Much is being done by universities, students, and local authorities to combat sexual violence on campuses. UVA, for example, supports many initiatives including Take Back the Night, Not on Our Grounds, Greendot, Its On Us, OneLess, One in Four, SARA and so on. The most promising programs involve bystander intervention training.[15] The method focuses on teaching participants to recognize sexual aggression and entitlement in public settings and intervene non-coercively to diffuse it. Assault is normally preceded by inappropriate behaviors and minor aggressions that bystanders observe but tend to ignore as “not my business.” For example, prior to crossing paths with Hannah Graham, witnesses report seeing Jesse Matthews openly harass other women at bars, and later Graham was overheard saying she didn’t want to get in the car with him, but no one intervened.[16] What if all of the witnesses that night had said to themselves, “This is everybody’s business?” Bystander training is not only effective in protecting potential victims in the moment; it also highlights one of the ways such behaviors can get socialized out of a group: others interrupt them, over and over again.

But is there a particularly appropriate Christian response that might attend these efforts? One of the most important things to be said here is that not every concept is equally illuminating in every case. There are many ways in which Christians can make matters worse precisely by recourse to otherwise sound theological, biblical, or moral principles — most notoriously forgiveness, but also mercy, long-suffering, forbearance, love, imitating the suffering of Christ, and so on. All of these terms have been used directly and indirectly to keep people, especially women, in abusive relationships, to silence or dismiss victims, and to cover over systemic injustices. Similarly, evoking standards like modesty, purity, chastity, or sobriety can do more harm than help. The matter warrants tomes by way of theological response. I’ll offer just one set of observations concerning the way Christians could be more self-aware in response to sexual assault crises.
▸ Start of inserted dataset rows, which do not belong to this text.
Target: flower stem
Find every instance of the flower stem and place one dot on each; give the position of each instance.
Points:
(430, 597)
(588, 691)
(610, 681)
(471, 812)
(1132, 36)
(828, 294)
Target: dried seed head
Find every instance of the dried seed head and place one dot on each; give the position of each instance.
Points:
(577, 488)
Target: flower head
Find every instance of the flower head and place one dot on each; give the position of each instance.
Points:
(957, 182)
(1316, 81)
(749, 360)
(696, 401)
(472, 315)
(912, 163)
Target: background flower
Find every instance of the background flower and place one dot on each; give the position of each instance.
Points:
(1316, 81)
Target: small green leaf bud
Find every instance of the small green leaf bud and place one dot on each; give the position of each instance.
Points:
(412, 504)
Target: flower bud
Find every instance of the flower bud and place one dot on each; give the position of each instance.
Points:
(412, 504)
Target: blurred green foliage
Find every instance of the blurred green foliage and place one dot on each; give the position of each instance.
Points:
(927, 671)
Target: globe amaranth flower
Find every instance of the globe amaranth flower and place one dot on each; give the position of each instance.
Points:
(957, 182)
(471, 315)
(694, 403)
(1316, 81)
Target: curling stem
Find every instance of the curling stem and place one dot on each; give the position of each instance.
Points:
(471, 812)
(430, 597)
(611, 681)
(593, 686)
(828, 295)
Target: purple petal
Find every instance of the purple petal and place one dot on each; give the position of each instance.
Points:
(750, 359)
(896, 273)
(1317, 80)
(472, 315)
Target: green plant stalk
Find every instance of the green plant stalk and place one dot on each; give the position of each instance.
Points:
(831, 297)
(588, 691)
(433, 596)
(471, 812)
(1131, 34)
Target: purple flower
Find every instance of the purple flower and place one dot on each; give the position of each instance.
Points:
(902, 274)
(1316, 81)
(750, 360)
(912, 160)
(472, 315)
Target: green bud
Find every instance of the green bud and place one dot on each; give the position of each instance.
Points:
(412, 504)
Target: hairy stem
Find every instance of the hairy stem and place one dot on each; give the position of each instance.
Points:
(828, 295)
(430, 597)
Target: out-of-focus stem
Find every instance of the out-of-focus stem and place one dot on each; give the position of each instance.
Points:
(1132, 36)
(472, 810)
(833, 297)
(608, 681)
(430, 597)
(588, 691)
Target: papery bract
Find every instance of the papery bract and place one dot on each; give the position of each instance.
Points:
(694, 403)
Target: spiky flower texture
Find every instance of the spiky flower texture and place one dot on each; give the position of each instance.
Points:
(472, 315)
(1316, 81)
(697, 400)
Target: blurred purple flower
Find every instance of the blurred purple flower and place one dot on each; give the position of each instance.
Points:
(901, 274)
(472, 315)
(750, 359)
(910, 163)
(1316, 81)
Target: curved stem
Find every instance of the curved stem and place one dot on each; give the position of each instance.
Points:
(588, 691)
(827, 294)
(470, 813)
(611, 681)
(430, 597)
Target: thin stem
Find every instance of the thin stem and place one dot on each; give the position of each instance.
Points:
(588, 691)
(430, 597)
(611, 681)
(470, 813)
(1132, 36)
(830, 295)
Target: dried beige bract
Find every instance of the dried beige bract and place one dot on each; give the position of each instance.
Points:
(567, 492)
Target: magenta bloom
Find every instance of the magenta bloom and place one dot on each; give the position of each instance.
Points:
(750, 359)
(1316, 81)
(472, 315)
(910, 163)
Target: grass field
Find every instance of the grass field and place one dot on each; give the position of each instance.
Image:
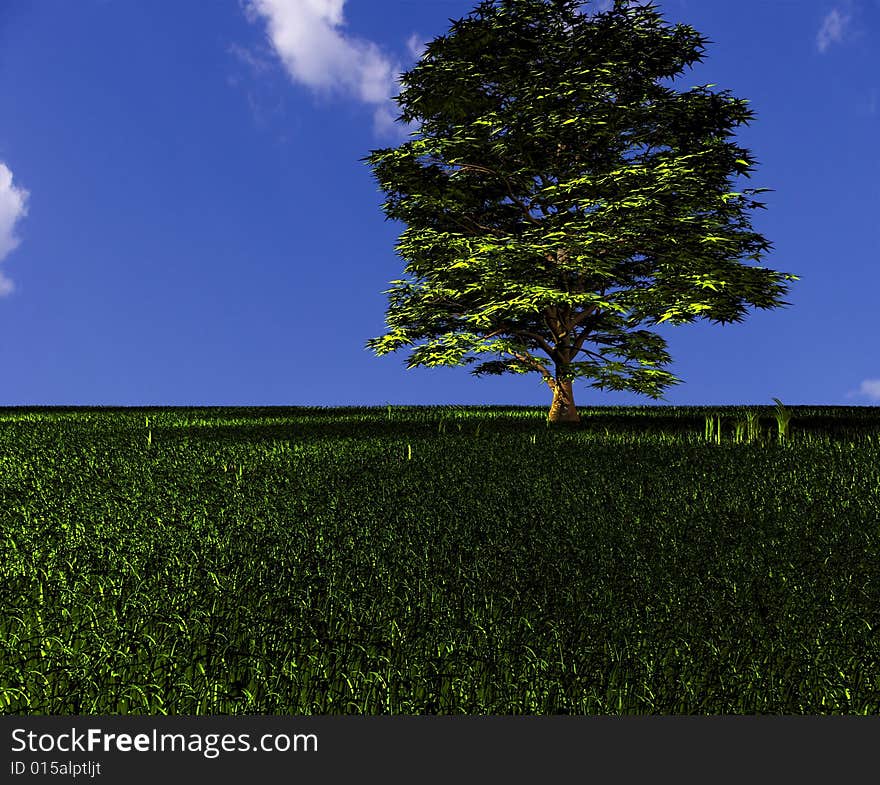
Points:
(439, 560)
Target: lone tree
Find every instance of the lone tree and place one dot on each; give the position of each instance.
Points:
(556, 197)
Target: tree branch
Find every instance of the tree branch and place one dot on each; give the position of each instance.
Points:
(518, 202)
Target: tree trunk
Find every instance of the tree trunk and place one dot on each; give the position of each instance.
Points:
(562, 409)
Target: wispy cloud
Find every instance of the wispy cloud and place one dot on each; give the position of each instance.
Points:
(308, 37)
(869, 388)
(13, 206)
(832, 29)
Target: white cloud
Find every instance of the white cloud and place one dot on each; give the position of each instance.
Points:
(869, 388)
(832, 29)
(416, 46)
(13, 206)
(308, 38)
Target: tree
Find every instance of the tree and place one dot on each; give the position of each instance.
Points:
(556, 197)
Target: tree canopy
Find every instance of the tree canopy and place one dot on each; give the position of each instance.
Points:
(557, 197)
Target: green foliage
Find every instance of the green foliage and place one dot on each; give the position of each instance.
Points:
(556, 197)
(330, 561)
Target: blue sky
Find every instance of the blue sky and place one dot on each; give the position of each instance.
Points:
(184, 219)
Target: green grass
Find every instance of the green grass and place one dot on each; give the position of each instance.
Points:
(440, 560)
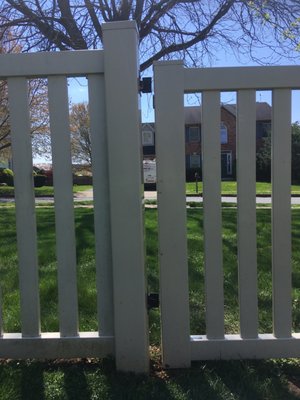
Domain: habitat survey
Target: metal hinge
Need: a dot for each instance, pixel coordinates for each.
(145, 85)
(152, 300)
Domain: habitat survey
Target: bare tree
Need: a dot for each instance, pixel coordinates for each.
(80, 133)
(38, 105)
(191, 29)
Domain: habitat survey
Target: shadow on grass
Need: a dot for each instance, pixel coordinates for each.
(94, 379)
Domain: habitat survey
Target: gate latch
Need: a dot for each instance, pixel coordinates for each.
(152, 300)
(145, 85)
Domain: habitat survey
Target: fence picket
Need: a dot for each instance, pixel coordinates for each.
(212, 219)
(281, 212)
(101, 204)
(1, 315)
(246, 194)
(174, 291)
(25, 206)
(64, 210)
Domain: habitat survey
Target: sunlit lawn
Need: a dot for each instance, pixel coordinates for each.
(97, 379)
(230, 188)
(44, 191)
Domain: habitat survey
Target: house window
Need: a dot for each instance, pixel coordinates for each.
(224, 133)
(148, 138)
(193, 134)
(195, 161)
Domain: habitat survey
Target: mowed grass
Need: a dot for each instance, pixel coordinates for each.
(230, 188)
(44, 191)
(97, 379)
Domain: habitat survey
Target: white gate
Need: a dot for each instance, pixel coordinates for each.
(172, 80)
(115, 133)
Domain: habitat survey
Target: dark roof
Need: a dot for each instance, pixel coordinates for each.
(193, 114)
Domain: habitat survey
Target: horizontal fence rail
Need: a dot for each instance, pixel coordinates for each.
(210, 82)
(37, 65)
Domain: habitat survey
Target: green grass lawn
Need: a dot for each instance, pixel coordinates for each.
(44, 191)
(230, 188)
(97, 379)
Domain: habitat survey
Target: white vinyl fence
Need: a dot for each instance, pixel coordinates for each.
(112, 76)
(172, 81)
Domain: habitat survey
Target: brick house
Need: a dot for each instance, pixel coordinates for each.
(227, 137)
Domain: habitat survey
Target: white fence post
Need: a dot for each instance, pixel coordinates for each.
(170, 153)
(125, 183)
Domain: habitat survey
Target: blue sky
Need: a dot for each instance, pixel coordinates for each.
(78, 87)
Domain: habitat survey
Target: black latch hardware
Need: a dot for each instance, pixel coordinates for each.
(145, 85)
(152, 300)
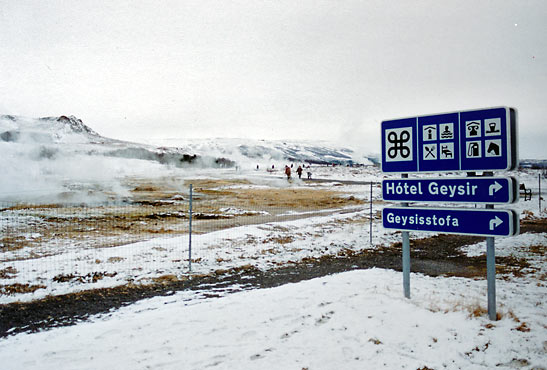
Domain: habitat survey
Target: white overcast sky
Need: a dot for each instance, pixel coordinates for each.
(329, 70)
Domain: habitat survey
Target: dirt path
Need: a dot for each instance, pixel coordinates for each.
(438, 255)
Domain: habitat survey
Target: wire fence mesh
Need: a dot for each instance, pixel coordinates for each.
(58, 248)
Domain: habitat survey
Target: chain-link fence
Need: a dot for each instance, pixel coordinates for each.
(59, 248)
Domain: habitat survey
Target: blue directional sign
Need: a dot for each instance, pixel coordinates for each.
(483, 222)
(491, 190)
(460, 141)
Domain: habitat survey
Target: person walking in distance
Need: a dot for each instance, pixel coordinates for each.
(299, 172)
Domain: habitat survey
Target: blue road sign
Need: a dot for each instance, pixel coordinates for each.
(460, 141)
(491, 190)
(484, 222)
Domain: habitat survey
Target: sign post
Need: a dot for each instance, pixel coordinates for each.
(468, 141)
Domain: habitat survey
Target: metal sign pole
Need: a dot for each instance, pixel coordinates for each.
(190, 232)
(406, 256)
(491, 268)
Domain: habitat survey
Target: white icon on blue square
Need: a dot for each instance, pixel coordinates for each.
(473, 149)
(430, 152)
(492, 148)
(429, 132)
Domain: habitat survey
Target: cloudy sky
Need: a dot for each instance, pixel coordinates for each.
(330, 70)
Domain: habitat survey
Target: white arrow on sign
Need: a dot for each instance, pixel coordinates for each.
(495, 222)
(494, 188)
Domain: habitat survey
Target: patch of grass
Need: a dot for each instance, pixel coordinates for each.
(19, 288)
(8, 273)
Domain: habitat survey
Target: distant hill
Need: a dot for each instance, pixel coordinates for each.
(57, 136)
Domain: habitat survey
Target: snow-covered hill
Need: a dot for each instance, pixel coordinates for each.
(55, 155)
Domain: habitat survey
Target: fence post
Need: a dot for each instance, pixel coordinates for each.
(190, 232)
(370, 232)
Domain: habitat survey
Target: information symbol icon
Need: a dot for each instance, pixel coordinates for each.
(399, 144)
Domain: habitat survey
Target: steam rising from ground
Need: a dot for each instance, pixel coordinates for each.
(60, 159)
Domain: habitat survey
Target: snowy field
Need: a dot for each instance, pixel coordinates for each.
(353, 320)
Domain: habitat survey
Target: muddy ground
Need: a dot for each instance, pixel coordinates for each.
(434, 256)
(157, 207)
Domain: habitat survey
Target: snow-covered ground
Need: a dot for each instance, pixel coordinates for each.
(353, 320)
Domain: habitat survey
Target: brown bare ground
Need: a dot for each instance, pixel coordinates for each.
(160, 207)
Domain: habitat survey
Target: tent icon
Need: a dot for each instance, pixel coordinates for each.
(473, 128)
(493, 149)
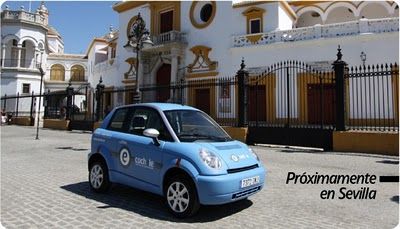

When we are confronted with someone else’s suffering, our immediate inclination should be to “mourn with those who mourn” (Rm. 12:15, NIV) — not to question or moralize. I recall my Old Testament professor in seminary saying that when reality does not correspond to God’s truth, “we only move into God’s kingdom through lament.” In my limited experience in North America, Christians tend to avoid the work of mourning and lament, even though scripture gives us a substantial basis for doing so (e.g., through Lamentations and the Psalms of Lament). “Negativity” of various kinds is suppressed, ecclesially as well as socially. This is especially the case for women, in whom even the most righteous anger is seen as unattractive and unfeminine.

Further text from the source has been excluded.